Judge: Mitchell L. Beckloff, Case: 20STCP00957, Date: 2022-12-07 Tentative Ruling

Case Number: 20STCP00957    Hearing Date: December 7, 2022    Dept: 86

DILLON & STEVE’S AUTO BODY AND REPAIR, INC. v. BUREAU OF AUTOMOTIVE REPAIR

Case Number: 20STCP00957

Hearing Date: December 7, 2022

 

 

[Tentative]       ORDER DENYING PETITION FOR WRIT OF ADMINISTRATIVE MANDAMUS

 


 

Petitioners, Dillon & Steve’s Auto Body and Repair, Inc., (Auto Body) and Andy Wang (Wang) (jointly, Petitioners), seek a writ of mandate pursuant to Code of Civil Procedure section 1094.5 compelling Respondents, Bureau of Automotive Repair (Bureau), Patrick Dorais, as Chief of the Bureau, Department of Consumer Affairs (Department), Denise Brown, as Director of the Department, to set aside the decision revoking Petitioner Auto Body’s smog station license and Petitioner Wang’s technician license.

 

Petitioners have failed to file an opening brief or lodge the administrative record with the court. (Petitioners previously failed to file an opening brief for the original trial date of May 4, 2022. The parties thereafter entered into a stipulation to continue the hearing and set a new briefing schedule; the court set a new trial date for today, December 7, 2022.)[1]

 

By failing to file an opening brief and the administrative record in support of their petition, Petitioners have waived any claims alleged in the petition. Petitioners bear the burden of proof in these proceedings and the failure to file an opening brief and administrative record means Petitioners have not met this burden. (Manriquez v. Gourley (2003) 105 Cal.App.4th 1227, 1233 [“[T]he party challenging the administrative decision bears the burden of convincing the court that the administrative findings are contrary to the weight of the evidence.”]; Weinberg v. Cedars-Sinai Medical Center (2004) 119 Cal.App.4th 1098, 1107. [“Generally, ‘[i]n a section 1094.5 proceeding, it is the responsibility of the petitioner to produce a sufficient record of the administrative proceedings; “. . . otherwise the presumption of regularity will prevail . . . .” ’ ”])

 

Evidence Code section 664 also creates a presumption “that official duty has been regularly performed.” (Evid. Code, § 664.) Given the presumption and Petitioners’ burden in mandamus, it follows that Petitioners have not met their burden—that is, they have not overcome the presumption of regularity contained in Evidence Code section 664—where they file no opening brief demonstrating error.

 

Moreover, California Rules of Court, Rule 3.1103 provides writ petitions are considered law and motion matters. (Cal. Rules of Court, Rule 3.1103, subd. (a)(2).) A memorandum must be filed in support of a law and motion matter. (Cal. Rules of Court, Rule 3.112, subd. (a)(3).) A party filing a motion “must serve and file a supporting memorandum.” (Cal.

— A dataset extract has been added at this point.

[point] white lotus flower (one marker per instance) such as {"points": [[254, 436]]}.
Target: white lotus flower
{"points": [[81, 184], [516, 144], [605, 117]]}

Rules of Court, Rule 3.113, subd. (a).) The memorandum must set forth “a statement of facts, a concise statement of the law, evidence and arguments relief on, and a discussion of statutes, cases, and textbooks cited in support of the position advanced.” (Id. at subd. (b).) The failure to file a memorandum may be construed by the court as an admission the motion “is not meritorious and cause for its denial.” (Id. at subd. (a).)

 

Based on the foregoing and Petitioners not having demonstrated Respondents erred, the petition is denied.

 

IT IS SO ORDERED.

 

December 7, 2022                                                                 ________________________________

                                                                                                                   Hon. Mitchell Beckloff

                                                                                                                   Judge of the Superior Court

 

 



[1] Petitioners filed no response to Respondents’ Notice of Petitioner’s Failure to File An Opening Brief served on Petitioners November 7, 2022 by first-class mail and email.